Your single node only has a 1GB heap with 64 indices, 186 shards and 31.2 milliion documents spread across them. Seeing some monitoring metrics for the cluster would definitely help here, but on first glance, this seems very underpowered just for the number of indices and shards that you have.

The amount of heap used is around 75% of heap allocated, meaning the node is likely experiencing memory pressure and frequent garbage collection. I would recommend using a more powerful VM SKU with more RAM to allow more heap to be allocated to Elasticsearch.
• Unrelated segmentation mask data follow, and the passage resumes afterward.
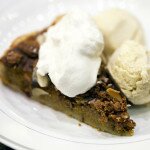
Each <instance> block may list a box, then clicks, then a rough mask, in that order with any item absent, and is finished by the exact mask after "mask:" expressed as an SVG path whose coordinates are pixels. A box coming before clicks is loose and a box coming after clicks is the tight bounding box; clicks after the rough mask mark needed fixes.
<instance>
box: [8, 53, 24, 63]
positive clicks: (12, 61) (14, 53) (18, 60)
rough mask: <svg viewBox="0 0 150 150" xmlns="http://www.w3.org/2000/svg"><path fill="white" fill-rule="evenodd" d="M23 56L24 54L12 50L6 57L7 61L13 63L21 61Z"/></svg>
mask: <svg viewBox="0 0 150 150" xmlns="http://www.w3.org/2000/svg"><path fill="white" fill-rule="evenodd" d="M21 58H22V55H21V54H20V53H18V52H16V51H10V52H9V53H8V54H7V57H6V59H7V62H8V63H9V64H13V65H14V64H17V63H19V62H20V60H21Z"/></svg>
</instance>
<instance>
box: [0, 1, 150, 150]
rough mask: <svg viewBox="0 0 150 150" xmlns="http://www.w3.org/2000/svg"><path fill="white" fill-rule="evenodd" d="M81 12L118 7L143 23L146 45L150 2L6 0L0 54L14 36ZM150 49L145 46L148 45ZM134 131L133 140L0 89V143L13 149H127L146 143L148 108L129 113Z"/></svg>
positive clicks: (22, 97) (146, 136) (1, 84)
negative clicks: (132, 121) (145, 38)
mask: <svg viewBox="0 0 150 150" xmlns="http://www.w3.org/2000/svg"><path fill="white" fill-rule="evenodd" d="M74 7H79V8H82V9H83V10H85V11H88V12H89V13H91V14H94V13H96V12H97V11H102V10H103V9H106V8H109V7H120V8H123V9H127V10H128V11H131V12H132V13H133V14H135V15H136V16H137V17H138V19H139V20H140V21H141V23H142V26H143V28H144V31H145V33H146V39H147V43H150V28H149V25H150V19H149V14H150V1H149V0H91V1H87V0H54V1H53V0H32V1H31V0H22V1H19V0H7V1H1V5H0V39H1V40H0V49H1V51H0V54H2V53H3V52H4V50H5V49H6V48H7V47H8V46H9V44H10V42H11V41H12V40H13V39H14V38H15V37H17V36H19V35H21V34H23V33H26V32H30V31H33V30H36V29H40V28H42V27H45V26H46V25H49V23H50V22H51V20H52V19H53V18H54V17H55V16H56V15H57V14H60V13H63V12H66V11H68V10H71V9H73V8H74ZM148 46H149V45H148ZM129 111H130V114H131V117H132V118H133V119H134V120H135V121H136V123H137V126H136V129H135V135H134V136H133V137H118V136H112V135H110V134H107V133H102V132H98V131H97V130H95V129H93V128H91V127H89V126H87V125H85V124H83V123H82V126H81V127H79V126H78V123H79V122H78V121H76V120H74V119H71V118H69V117H67V116H66V115H64V114H62V113H59V112H56V111H54V110H52V109H50V108H48V107H46V106H43V105H41V104H39V103H36V102H34V101H32V100H29V99H27V98H26V97H24V96H22V95H20V94H18V93H15V92H13V91H11V90H9V89H8V88H6V87H4V86H3V85H2V84H0V141H1V142H3V143H5V144H7V145H9V146H11V147H13V148H15V149H39V150H46V149H53V150H56V149H60V148H61V149H66V150H68V149H72V150H74V149H77V148H80V149H87V150H89V149H95V150H100V149H107V150H108V149H114V148H115V149H116V150H117V149H127V148H136V149H141V148H143V147H145V148H146V146H148V145H149V144H150V106H148V105H147V106H143V107H137V108H131V109H130V110H129Z"/></svg>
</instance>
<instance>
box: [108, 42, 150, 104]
mask: <svg viewBox="0 0 150 150" xmlns="http://www.w3.org/2000/svg"><path fill="white" fill-rule="evenodd" d="M107 67H108V70H109V72H110V74H111V75H112V77H113V79H114V80H115V81H116V83H117V84H118V85H119V86H120V88H121V90H122V92H123V93H124V94H125V95H126V96H127V98H128V100H129V101H131V102H132V103H133V104H136V105H140V104H145V103H148V102H150V55H149V52H148V51H147V50H146V49H145V48H144V47H143V46H141V45H140V44H138V43H136V42H134V41H127V42H125V43H124V44H123V45H122V46H121V47H120V48H119V49H117V50H116V51H115V52H114V54H113V55H112V56H111V57H110V60H109V62H108V66H107Z"/></svg>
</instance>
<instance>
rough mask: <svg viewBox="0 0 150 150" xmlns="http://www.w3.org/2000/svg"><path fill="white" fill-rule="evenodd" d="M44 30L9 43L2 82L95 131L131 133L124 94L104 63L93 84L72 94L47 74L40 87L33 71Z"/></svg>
mask: <svg viewBox="0 0 150 150" xmlns="http://www.w3.org/2000/svg"><path fill="white" fill-rule="evenodd" d="M59 19H60V18H58V19H56V20H55V22H53V24H52V25H55V24H56V23H57V21H58V20H59ZM46 31H47V28H46V29H44V30H41V31H38V32H33V33H30V34H27V35H23V36H21V37H19V38H17V39H16V40H15V41H14V42H13V43H12V44H11V46H10V47H9V49H8V50H7V51H6V52H5V53H4V55H3V56H2V58H1V59H0V77H1V80H2V83H3V84H4V85H6V86H8V87H10V88H12V89H13V90H17V91H19V92H21V93H23V94H25V95H26V96H28V97H30V98H31V99H33V100H36V101H38V102H40V103H41V104H44V105H47V106H49V107H51V108H53V109H55V110H57V111H60V112H63V113H65V114H67V115H68V116H70V117H73V118H75V119H77V120H79V121H81V122H84V123H86V124H88V125H90V126H92V127H94V128H96V129H98V130H99V131H104V132H108V133H111V134H115V135H120V136H131V135H133V133H134V127H135V122H134V121H133V120H132V119H130V115H129V113H128V112H127V100H126V97H125V96H124V95H123V94H122V93H121V92H120V90H119V88H118V87H117V86H116V84H115V83H114V81H113V80H112V78H111V76H110V74H109V73H108V72H107V70H106V69H105V65H104V63H102V65H101V67H100V70H99V73H98V75H97V83H96V85H95V86H94V87H92V88H91V89H90V90H89V91H87V92H86V93H84V94H80V95H78V96H76V97H74V98H70V97H67V96H65V95H63V94H62V93H61V92H60V91H59V90H57V88H56V87H55V85H54V84H53V83H52V82H51V81H50V78H49V83H48V84H49V85H48V86H47V87H40V85H39V84H38V82H37V78H36V73H35V72H36V64H37V61H38V55H39V48H40V45H41V43H42V40H43V35H44V33H45V32H46Z"/></svg>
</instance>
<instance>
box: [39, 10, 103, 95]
mask: <svg viewBox="0 0 150 150" xmlns="http://www.w3.org/2000/svg"><path fill="white" fill-rule="evenodd" d="M103 48H104V41H103V36H102V33H101V32H100V30H99V28H98V27H97V25H96V24H95V22H94V20H93V18H91V17H90V16H89V15H88V14H86V13H84V12H82V11H75V12H70V13H68V14H66V15H65V16H64V17H63V18H62V19H61V20H60V21H59V22H58V23H57V24H56V25H55V26H52V27H50V28H49V29H48V32H47V33H46V39H45V42H44V44H43V45H42V46H41V48H40V50H39V60H38V63H37V74H38V80H39V81H38V82H39V84H40V85H41V86H46V85H47V84H46V82H45V81H46V80H44V78H43V76H45V75H46V74H48V75H49V77H50V79H51V81H52V83H53V84H54V85H55V86H56V88H57V89H58V90H59V91H60V92H62V93H63V94H64V95H66V96H69V97H74V96H76V95H78V94H82V93H85V92H86V91H88V90H89V89H90V88H91V87H93V86H94V85H95V83H96V80H97V74H98V70H99V68H100V64H101V58H100V55H101V53H102V51H103Z"/></svg>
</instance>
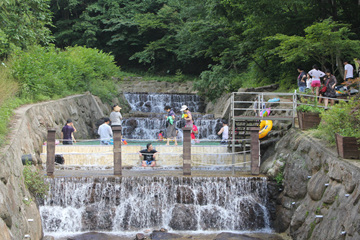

In addition, if the single VM running the process goes down, the cluster will be inoperable; you may want to consider running a minimum 3 master-eligible node cluster to provide high availability and avoid split-brain scenarios. With a sufficient number of replica shards for the number of primary shards for each index, if a node were to go down, the cluster would continue to operate.

This topic was automatically closed 28 days after the last reply. New replies are no longer allowed.